The Insolvency Service is now banning an average of 35 directors a month for Covid Support Scheme abuse, almost three times the 12 per month banned in the previous year, according to new data from international tax, audit, and advisory firm Mazars.
Between April and December last year, 312 company directors were banned from running businesses for abuse of Covid support schemes, compared to 141 in the whole year from April 1 2021 to March 31 2022.
Over the same period, the average length of director bans has also increased by 22%, from 5.9 years to 7.2 years. Directors disqualified (ie prevented from taking the role of a director) in December 2022 received bans of eight years on average.
The increase in the number of director disqualifications, combined with longer bans, suggests that the Insolvency Service is accelerating its enforcement activity in relation to Covid fraud.
Michael Pallott, Partner and Head of Contentious Insolvency at Mazars says: “The Insolvency Service has stepped up a gear in its pursuit and punishment of those directors responsible for Covid fraud.
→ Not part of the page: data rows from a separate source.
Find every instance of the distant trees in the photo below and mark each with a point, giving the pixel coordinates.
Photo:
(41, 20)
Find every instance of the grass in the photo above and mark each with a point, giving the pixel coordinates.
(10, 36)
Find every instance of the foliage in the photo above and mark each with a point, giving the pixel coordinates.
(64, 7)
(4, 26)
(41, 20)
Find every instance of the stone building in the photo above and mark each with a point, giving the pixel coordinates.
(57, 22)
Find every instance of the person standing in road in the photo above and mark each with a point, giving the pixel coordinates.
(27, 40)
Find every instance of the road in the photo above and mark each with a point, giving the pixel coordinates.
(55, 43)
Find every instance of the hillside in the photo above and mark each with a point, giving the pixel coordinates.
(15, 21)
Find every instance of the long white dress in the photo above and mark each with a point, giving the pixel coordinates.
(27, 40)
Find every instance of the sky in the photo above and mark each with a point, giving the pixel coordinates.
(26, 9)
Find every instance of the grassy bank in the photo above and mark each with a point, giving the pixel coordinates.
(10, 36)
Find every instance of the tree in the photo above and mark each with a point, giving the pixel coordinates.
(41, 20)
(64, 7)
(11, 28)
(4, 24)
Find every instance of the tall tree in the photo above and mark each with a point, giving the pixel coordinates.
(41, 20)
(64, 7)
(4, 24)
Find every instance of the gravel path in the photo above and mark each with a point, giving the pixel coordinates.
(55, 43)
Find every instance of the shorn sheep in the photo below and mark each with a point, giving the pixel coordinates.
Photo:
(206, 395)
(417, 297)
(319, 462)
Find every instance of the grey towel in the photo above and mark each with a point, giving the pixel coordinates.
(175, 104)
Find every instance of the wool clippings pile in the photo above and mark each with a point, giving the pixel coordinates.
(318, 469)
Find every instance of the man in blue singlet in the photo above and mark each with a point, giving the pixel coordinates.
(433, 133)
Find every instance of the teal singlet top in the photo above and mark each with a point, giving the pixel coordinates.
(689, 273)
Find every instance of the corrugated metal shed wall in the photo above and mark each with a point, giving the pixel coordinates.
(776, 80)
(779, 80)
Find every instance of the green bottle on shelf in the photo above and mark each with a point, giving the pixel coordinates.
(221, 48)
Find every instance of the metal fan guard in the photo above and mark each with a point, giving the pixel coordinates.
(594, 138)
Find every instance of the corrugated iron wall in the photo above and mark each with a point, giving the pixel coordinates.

That’s something that all taxpayers will be pleased to see.
“Without tough action from the Insolvency Service and other enforcement agencies there will be little to deter directors from continuing to abuse the system.
“The harsher penalties for directors seen over recent months suggest that the Insolvency Service is looking to send a clear message to directors who misused taxpayers’ money during the pandemic.
“Directors are far more likely to commit financial misconduct during times of economic stress, when the survival of their business may be at stake. However, this does not excuse fraudulent activity, which many directors who bent the rules during the pandemic are now finding out to their cost.
“Directors who are concerned that they may have broken any rules relating to Covid support schemes would be best advised to come forward as soon as possible, as it’s always better to be upfront about potential misconduct rather than to be found out.”